To deal with this problem, the Census Bureau has used various techniques to prevent respondents’ data from being discovered. For the 2020 census, it introduced “differential privacy.” “Differential Privacy plugs the leaks using mathematical principles, applying carefully calibrated statistical noise to a dataset. It allows us to strike a balance between privacy and accuracy in a surgical way” (“Modernizing Privacy Protections for the 2020 Census: Next Steps”; census.gov/newsroom/blogs/random-samplings/2021/04/modernizing_privacy.html). Yes, to protect privacy, the Census Bu reau has introduced noise, which makes smaller areas like census blocks look “fuzzy,” so “the data for a particular block may not seem correct.” In the “Redistricting Data” report cit ed earlier, acting director Jarmin posits that “noise in the block-level data will require a shift in how some data users typically approach using these census data.
Not surprisingly, researchers who rely on block-level data are not enthusiastic about the introduction of noise and fuzziness into the Census data. The Census Bureau defended its decision by arguing that it had two options—continue to use legacy techniques that would add a lot of statistical noise and would drastically reduce the amount of 2020 census statistics that could be released, or rely on differential privacy. It chose differential privacy. The issue of privacy versus granular data is not going to go away, but with continued financial support, the Census Bureau will offer the best solutions it can to deliver the most accurate, timely data while protecting the privacy and confidentiality of all U.S. citizens.
FUTURIZING THE STATISTICAL SYSTEM
The federal statistical system needs to be updated and modernized to deal with 21st-century realities and needs. Leaders from the American Statistical Association and the Council of Professional Associations on Federal Statistics (COPAFS) argue that agencies need to modernize by restoring purchasing power and having a budget that reflects the need to test and research new tools, technologies, new data security techniques, and alternative data sources.
Next, add staff that have the requisite skills and expertise to handle the new technologies and tools. Create a workable infrastructure that allows and encourages the sharing of administrative data and data from third parties between federal and state governments. Support research and development to investigate and research new methods to safeguard and protect the data collected.

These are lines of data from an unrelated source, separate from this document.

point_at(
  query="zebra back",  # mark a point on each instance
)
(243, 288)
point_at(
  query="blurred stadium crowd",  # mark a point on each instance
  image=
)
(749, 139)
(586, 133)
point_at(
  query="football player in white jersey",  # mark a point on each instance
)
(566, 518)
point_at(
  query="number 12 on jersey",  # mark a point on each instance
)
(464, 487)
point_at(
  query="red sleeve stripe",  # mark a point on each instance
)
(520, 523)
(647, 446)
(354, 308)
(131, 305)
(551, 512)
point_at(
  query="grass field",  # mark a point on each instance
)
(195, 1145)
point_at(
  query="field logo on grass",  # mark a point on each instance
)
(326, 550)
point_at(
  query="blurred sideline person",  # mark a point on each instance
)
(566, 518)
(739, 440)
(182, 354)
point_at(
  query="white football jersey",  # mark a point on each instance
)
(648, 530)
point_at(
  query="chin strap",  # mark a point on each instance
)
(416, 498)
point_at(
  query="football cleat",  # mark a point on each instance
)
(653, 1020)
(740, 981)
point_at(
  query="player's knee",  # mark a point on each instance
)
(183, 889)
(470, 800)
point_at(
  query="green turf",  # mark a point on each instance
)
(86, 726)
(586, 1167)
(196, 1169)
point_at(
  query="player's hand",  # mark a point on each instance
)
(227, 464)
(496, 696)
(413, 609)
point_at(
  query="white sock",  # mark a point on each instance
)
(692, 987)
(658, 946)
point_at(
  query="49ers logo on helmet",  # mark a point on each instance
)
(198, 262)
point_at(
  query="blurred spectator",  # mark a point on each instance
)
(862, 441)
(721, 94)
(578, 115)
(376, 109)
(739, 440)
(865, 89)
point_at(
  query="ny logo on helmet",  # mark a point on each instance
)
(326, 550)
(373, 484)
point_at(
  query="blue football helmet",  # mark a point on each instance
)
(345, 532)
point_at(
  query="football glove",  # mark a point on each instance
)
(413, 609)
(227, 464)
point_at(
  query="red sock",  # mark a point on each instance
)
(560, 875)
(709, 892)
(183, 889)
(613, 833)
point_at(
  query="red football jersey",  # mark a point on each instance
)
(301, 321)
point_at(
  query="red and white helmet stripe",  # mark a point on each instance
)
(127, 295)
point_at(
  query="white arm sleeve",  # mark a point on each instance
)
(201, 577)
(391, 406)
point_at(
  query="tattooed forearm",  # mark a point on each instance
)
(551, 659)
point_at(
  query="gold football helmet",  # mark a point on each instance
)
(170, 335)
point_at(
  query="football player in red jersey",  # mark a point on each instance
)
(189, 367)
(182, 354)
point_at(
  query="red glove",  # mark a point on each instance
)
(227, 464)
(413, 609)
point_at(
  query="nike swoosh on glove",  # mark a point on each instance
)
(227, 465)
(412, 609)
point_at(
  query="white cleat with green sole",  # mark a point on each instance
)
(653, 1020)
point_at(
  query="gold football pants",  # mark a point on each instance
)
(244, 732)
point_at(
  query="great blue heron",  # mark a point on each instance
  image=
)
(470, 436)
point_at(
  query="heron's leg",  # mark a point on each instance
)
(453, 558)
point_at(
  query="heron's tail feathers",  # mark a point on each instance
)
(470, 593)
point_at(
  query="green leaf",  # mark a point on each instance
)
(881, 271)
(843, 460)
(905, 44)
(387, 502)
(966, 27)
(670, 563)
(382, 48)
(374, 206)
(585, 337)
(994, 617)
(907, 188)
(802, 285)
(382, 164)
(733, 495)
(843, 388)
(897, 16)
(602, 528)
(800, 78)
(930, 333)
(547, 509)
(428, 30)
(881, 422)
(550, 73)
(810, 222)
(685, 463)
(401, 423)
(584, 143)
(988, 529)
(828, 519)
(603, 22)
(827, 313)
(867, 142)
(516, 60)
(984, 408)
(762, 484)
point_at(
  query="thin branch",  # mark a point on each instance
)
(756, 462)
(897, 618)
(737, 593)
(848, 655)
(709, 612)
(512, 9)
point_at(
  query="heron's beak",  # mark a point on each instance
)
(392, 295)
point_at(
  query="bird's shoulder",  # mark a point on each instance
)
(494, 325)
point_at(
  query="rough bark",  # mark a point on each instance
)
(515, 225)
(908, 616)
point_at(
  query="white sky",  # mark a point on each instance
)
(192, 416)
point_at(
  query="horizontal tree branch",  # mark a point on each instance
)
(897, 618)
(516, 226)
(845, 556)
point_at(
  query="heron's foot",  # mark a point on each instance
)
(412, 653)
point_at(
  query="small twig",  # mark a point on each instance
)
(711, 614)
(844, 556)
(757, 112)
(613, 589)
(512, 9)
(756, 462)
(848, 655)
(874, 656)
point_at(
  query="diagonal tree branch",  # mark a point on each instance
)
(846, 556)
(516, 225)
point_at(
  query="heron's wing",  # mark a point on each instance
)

And, lastly, Congress and the president must ensure that the agencies have freedom from political interference. The entire statistical system is based on a three-way trust—trust that the data will not be manipulated by political agendas, that respondents will answer survey questions accurately, and that respondents’ answers will be protected and kept private and confidential. If these steps are taken, an upgraded statistical infrastructure will benefit the nation for years and years to come.